African musical traditions mingle at W. Hartford synagogue Mar. 25

Beth El Temple of West Hartford presents a Moroccan, Sephardic, and West African music and dance festival on Sunday, Mar. 25.

By Cindy Mindell ~

WEST HARTFORD – Beth El Temple of West Hartford presents a Moroccan, Sephardic, and West African music and dance festival on Sunday, Mar. 25. The program brings together internationally renowned local performers with famed Moroccan-born Cantor Aaron Bensoussan, local jazz pianist Alex Nakhimovsky, and local West African musicians and dancers.
Beth El’s artistic director Cantor Joseph Ness has wanted to bring Bensoussan back to Beth El since the Moroccan cantor performed in a concert at the temple last June.
“He was enchanting and the audience loved the concert and I loved it,” Ness says. “He’s such an authentic human being and one of the great cantors in the world today.”
A descendant of an illustrious Moroccan rabbinical family that dates back to Maimonides, Bensoussan was ordained in 1986 from the Jewish Theological Seminary Cantors Institute.
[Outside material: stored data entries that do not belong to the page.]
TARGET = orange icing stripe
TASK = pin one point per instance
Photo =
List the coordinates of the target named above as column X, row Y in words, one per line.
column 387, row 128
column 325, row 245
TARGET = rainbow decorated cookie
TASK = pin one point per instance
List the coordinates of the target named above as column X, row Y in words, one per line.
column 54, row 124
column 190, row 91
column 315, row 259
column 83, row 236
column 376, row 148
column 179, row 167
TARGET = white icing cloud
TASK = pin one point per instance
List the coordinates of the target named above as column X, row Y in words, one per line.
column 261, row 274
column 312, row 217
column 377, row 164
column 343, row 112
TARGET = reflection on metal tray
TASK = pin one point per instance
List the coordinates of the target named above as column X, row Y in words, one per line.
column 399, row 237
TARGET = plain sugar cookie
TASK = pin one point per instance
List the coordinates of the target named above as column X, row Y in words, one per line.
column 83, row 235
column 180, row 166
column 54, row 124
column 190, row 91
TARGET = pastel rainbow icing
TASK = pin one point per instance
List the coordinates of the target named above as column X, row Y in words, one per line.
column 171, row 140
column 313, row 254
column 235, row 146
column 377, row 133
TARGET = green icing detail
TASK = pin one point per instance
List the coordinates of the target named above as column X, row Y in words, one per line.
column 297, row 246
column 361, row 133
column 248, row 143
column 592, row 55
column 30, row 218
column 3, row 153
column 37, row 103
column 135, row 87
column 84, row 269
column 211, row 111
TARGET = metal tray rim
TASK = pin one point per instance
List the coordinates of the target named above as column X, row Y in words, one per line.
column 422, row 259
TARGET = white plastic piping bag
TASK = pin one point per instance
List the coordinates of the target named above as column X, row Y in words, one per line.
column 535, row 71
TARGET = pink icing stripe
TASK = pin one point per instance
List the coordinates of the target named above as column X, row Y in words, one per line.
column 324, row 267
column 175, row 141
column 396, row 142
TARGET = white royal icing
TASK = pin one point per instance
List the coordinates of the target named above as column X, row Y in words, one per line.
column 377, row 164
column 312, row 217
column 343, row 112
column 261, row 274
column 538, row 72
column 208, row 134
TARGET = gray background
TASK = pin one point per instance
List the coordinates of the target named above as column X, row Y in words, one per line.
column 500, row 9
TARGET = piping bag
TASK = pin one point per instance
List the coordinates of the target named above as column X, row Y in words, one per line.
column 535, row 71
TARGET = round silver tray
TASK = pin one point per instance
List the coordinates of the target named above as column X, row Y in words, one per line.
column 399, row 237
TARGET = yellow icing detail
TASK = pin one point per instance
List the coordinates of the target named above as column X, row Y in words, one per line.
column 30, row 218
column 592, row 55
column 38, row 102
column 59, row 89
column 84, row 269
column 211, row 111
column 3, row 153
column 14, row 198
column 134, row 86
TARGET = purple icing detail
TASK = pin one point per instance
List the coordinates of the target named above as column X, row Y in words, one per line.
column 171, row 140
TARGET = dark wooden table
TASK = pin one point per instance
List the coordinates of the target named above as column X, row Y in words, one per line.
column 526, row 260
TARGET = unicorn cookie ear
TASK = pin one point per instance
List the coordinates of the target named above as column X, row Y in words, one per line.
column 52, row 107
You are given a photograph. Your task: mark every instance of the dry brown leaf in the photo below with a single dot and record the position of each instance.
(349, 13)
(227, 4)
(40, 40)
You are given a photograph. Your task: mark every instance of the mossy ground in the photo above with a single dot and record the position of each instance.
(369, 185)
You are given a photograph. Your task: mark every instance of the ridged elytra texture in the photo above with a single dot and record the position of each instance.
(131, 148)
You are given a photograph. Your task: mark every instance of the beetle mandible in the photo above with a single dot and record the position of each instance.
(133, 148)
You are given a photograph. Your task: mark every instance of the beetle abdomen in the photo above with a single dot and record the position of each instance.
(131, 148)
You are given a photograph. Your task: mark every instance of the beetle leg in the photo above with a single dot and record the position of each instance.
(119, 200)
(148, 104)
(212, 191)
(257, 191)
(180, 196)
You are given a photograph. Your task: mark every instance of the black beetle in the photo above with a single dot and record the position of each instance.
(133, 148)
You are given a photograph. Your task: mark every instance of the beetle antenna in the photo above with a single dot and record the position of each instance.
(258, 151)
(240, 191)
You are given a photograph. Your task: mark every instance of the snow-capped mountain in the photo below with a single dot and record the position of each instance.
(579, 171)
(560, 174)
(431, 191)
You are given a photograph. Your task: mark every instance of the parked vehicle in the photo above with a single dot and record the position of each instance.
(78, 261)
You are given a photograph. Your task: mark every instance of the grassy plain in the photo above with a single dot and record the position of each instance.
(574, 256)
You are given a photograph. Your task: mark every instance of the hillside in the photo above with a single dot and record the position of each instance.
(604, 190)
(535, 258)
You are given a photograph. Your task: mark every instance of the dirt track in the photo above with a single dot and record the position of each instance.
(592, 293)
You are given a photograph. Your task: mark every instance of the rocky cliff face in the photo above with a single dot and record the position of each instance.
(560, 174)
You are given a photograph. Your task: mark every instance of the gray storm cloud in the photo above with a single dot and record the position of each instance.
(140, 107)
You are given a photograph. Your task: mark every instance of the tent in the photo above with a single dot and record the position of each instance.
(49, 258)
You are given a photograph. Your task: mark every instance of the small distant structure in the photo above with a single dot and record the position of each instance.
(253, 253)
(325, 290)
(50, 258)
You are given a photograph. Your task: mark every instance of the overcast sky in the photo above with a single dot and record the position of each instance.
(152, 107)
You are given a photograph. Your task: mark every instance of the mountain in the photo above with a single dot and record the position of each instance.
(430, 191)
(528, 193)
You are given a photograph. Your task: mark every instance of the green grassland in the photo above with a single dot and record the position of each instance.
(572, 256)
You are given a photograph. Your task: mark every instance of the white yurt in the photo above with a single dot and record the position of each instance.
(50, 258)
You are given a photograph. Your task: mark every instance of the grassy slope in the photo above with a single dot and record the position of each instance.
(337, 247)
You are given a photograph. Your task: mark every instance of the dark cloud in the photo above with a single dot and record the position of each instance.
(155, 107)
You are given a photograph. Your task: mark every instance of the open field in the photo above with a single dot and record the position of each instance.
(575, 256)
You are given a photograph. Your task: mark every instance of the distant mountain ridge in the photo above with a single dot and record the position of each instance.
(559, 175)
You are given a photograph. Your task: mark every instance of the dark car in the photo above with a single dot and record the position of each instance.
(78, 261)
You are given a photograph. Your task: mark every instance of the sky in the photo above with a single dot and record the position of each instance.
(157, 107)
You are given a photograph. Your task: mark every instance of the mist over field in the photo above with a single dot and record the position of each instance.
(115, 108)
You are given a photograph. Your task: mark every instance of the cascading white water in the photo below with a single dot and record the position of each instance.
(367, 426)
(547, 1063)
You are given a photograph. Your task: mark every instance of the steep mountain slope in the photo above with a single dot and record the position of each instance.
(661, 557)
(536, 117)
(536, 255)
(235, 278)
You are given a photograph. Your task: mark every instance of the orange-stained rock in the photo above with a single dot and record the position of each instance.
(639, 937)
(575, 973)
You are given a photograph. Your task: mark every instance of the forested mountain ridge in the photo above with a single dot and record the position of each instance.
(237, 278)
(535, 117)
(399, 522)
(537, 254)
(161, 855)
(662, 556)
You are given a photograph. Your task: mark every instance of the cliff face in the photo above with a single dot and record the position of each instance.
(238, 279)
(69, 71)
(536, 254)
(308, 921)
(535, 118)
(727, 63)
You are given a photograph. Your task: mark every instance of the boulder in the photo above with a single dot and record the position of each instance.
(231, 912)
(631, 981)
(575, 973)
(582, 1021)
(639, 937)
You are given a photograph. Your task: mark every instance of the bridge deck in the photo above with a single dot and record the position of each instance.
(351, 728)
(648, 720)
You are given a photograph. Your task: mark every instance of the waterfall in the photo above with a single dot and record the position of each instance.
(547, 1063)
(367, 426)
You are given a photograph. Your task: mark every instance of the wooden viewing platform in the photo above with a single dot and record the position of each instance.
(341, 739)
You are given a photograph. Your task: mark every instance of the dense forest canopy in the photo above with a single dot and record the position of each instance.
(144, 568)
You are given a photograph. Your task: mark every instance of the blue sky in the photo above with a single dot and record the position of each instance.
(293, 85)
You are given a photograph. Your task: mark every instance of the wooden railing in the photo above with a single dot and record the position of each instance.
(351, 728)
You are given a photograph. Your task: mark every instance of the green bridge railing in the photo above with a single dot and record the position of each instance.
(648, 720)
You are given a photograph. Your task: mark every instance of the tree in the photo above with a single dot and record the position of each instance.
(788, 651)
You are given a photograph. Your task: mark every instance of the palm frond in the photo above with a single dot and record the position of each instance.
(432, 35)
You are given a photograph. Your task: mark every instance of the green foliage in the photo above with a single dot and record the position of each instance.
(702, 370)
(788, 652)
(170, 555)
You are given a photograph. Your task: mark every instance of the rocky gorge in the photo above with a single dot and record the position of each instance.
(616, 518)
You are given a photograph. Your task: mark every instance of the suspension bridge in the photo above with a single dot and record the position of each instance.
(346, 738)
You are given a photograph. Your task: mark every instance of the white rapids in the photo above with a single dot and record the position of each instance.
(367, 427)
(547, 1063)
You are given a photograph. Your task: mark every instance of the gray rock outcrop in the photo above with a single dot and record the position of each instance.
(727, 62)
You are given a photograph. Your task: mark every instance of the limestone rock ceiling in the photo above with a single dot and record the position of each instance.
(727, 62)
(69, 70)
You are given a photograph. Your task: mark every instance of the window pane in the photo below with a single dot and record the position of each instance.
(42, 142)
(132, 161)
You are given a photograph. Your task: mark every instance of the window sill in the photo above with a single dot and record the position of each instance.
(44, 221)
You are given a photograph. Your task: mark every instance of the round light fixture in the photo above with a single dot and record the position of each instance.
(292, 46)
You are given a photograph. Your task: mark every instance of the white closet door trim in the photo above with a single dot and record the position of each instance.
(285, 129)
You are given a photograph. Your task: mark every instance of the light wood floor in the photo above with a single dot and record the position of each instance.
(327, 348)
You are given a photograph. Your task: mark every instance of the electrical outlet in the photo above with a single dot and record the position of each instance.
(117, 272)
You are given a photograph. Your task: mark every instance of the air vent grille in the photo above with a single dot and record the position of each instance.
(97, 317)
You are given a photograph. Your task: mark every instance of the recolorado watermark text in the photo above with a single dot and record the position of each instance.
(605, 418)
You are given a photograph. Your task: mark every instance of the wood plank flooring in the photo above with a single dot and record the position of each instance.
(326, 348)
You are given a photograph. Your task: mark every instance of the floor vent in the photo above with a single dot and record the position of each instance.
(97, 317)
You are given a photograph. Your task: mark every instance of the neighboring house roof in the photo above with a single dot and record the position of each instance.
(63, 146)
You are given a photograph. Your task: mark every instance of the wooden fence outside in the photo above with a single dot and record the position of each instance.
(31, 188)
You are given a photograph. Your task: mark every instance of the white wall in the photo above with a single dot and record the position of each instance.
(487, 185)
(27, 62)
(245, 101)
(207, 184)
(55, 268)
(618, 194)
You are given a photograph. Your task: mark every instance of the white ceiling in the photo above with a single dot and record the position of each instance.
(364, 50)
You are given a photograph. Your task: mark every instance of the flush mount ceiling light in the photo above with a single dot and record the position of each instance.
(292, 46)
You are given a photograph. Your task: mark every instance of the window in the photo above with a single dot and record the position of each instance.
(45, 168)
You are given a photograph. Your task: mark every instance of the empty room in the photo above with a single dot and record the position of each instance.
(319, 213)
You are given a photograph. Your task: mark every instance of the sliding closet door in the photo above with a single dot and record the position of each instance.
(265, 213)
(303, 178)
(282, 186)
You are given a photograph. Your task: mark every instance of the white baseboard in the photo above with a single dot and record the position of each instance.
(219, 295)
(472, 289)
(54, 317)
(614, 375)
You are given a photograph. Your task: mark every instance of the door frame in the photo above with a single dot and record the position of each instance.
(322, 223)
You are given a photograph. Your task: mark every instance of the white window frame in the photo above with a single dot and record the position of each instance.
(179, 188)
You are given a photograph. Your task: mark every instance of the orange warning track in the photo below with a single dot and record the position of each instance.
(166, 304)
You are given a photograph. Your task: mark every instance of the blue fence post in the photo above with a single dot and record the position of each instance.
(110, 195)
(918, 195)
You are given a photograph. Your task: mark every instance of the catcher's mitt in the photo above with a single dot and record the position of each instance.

He has served as cantor of Congregation Beth Emeth Bais Yehuda in Toronto since 1999. He has composed many songs from Sephardi texts that combine Ashkenazi and Sephardi elements set against a tapestry of Near Eastern rhythms, flamenco, and even jazz.
Ness met local musician Aaron Greenberg six months ago. “I find Aaron to be a profoundly honest student of music,” Ness says. “I was trying to figure out where to put him in a concert and when Cantor Bensoussan confirmed, it seemed like a natural fit.”  The program evolved into a multi-faith, multicultural event, involving an African dance of freedom and an original Passover-themed musical piece – particularly fitting, Ness says, just before the holiday.
A Hartford resident, Greenberg grew up in Cromwell. He studied several instruments from an early age, but gave up music for creative writing until he attended the College at Brockport where he rediscovered his love of music. ““At freshman convocation, there was a procession of African drummers playing the djembe and I said, ‘That’s it,’” he recalls. Greenberg went on to earn a Master’s degree in creative writing, then combined his two passions in the traditional music of the Mandé, a West African people whose history is entrusted to djelis, or singing storytellers. While traveling in West Africa, he says,  “I first heard the djeli sing; it sounded familiar and I didn’t know why. Then I realized that it reminded me of the chanting I heard in temple as a kid. It rang true and felt organic.
I learned that a lot of cantorial music is oral tradition as well.”